I-Relatório: Fernando J. W. da F.

veio propor, em 12.7.2001, contra Y. do B.-Cooperativa de Habitação e Turismo da Z., CRL, ação declarativa com processo ordinário, pedindo a condenação da Ré a pagar-lhe as “comissões em dívida” com juros acrescidos, vencidos e vincendos até efetivo pagamento, atribuindo à ação o valor de Esc. 36.169.213$50. Alega, para tanto e em síntese, que tendo sido um dos fundadores da Cooperativa Ré e eleito sucessivamente como membro da sua direção, passou a dedicar-se em exclusivo à mesma a partir de 1990, chefiando os serviços administrativos. Até ao final de Abril de 2001, o A. agiu enquanto membro da direção e trabalhador da Ré, promovendo a urbanização e venda das moradias em construção, para o que estava estipulado um esquema de incentivos e comissões. Esta política de comercialização da direção da Ré encontrava-se ratificada em assembleia geral, mediante a aprovação de contas e relatórios. A mediação da venda das moradias foi atribuída ao A. através da sociedade INTERFIL, Lda, de que o mesmo era sócio, com o objetivo de imputar a uma entidade externa o recebimento de comissões ou prémios de venda. Foi o A. quem, a par de outros cooperadores ou membros dos órgãos da Ré que prestavam o mesmo serviço, realizou a generalidade das vendas das moradias de cada um dos projetos de urbanização construídos pela Ré, acumulando até Julho de 2000 comissões no montante global de Esc. 83.662.757$00 pela venda de 207 moradias.
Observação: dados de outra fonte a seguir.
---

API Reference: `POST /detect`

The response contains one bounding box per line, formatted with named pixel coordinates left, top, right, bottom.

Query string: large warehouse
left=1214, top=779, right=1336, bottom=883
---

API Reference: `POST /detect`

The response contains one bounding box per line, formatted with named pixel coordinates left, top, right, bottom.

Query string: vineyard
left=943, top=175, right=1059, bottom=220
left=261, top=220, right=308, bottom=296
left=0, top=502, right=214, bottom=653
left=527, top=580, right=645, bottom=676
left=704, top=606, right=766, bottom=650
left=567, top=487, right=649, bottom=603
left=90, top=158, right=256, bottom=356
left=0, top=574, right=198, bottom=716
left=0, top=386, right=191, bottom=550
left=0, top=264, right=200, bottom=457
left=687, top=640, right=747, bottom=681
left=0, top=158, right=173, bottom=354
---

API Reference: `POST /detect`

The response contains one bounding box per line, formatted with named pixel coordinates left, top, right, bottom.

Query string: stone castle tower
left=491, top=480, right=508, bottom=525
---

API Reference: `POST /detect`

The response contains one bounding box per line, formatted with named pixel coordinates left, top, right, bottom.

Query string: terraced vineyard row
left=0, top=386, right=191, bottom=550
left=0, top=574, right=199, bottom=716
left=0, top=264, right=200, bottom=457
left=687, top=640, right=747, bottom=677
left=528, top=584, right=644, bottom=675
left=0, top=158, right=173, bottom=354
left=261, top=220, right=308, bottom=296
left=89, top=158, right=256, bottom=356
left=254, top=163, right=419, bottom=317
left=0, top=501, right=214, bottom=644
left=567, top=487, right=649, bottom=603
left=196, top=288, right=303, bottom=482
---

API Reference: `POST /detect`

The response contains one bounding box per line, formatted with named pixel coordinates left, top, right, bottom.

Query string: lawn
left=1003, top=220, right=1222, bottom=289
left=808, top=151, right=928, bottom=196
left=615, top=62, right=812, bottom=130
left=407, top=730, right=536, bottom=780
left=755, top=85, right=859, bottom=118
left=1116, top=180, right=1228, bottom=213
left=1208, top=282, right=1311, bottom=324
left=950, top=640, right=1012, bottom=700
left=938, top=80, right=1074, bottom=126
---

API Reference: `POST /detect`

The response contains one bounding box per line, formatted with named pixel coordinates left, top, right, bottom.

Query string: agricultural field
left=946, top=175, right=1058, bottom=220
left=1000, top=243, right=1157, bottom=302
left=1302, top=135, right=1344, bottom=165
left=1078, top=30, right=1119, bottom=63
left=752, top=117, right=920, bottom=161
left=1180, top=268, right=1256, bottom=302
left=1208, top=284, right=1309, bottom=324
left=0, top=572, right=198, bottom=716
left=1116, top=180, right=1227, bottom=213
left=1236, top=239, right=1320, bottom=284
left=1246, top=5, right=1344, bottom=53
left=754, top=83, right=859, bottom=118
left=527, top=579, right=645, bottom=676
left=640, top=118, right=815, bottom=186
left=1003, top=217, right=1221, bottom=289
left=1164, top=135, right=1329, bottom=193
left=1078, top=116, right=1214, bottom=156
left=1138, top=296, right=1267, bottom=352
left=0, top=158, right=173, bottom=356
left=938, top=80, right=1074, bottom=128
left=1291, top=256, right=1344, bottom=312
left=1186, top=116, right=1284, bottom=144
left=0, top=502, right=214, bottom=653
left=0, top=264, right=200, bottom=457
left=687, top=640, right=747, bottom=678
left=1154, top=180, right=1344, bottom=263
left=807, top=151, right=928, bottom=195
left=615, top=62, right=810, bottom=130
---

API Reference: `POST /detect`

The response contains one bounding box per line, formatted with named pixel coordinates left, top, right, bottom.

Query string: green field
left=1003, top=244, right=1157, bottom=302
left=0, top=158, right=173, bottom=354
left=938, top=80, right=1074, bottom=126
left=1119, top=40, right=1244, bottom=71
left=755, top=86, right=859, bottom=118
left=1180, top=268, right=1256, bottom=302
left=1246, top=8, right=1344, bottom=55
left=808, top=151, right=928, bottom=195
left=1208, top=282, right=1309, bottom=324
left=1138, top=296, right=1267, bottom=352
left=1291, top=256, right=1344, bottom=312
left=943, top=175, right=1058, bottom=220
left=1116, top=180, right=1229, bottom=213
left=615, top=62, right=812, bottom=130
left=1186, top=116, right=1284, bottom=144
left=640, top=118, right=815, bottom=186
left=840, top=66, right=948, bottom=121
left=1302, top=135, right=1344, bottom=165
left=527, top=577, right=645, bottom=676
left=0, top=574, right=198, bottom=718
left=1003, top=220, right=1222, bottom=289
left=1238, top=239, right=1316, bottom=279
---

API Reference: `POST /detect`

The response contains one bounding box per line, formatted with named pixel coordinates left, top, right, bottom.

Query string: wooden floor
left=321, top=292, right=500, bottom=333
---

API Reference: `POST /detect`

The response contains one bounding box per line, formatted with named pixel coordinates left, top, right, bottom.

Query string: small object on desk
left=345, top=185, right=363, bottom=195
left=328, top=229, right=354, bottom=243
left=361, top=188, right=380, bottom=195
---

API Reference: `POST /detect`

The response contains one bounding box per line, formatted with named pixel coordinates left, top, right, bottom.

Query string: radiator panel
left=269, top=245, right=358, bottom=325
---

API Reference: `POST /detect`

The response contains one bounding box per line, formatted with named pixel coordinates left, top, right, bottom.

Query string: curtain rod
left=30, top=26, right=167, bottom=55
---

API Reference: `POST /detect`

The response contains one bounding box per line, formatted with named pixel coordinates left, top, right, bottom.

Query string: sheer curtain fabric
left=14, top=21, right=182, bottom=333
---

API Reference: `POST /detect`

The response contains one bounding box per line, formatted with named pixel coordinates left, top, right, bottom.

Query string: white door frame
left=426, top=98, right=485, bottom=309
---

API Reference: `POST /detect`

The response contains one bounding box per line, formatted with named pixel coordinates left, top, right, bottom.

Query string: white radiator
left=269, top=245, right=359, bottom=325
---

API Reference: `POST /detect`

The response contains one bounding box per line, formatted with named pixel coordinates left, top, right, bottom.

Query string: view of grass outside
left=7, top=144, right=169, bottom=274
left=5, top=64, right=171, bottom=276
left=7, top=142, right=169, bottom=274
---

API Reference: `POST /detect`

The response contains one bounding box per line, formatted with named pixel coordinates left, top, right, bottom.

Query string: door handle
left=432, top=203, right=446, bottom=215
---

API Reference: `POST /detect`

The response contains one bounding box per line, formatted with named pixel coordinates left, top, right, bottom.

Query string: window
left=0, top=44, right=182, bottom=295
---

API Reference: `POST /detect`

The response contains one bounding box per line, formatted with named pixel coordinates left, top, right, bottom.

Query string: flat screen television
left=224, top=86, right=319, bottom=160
No entanto, apenas recebeu o valor de Esc. 55.060.214$50, tendo a receber a diferença de Esc. 28.602.542$50 acrescida de juros. Considerando, em todo o caso, que o A. tem também de pagar ainda à Ré as quantias de Esc. 2.658.551$00 e de Esc. 6.991.766$00 pela compra das moradias nºs 76 e 23, respetivamente, deverá operar-se a compensação dos créditos.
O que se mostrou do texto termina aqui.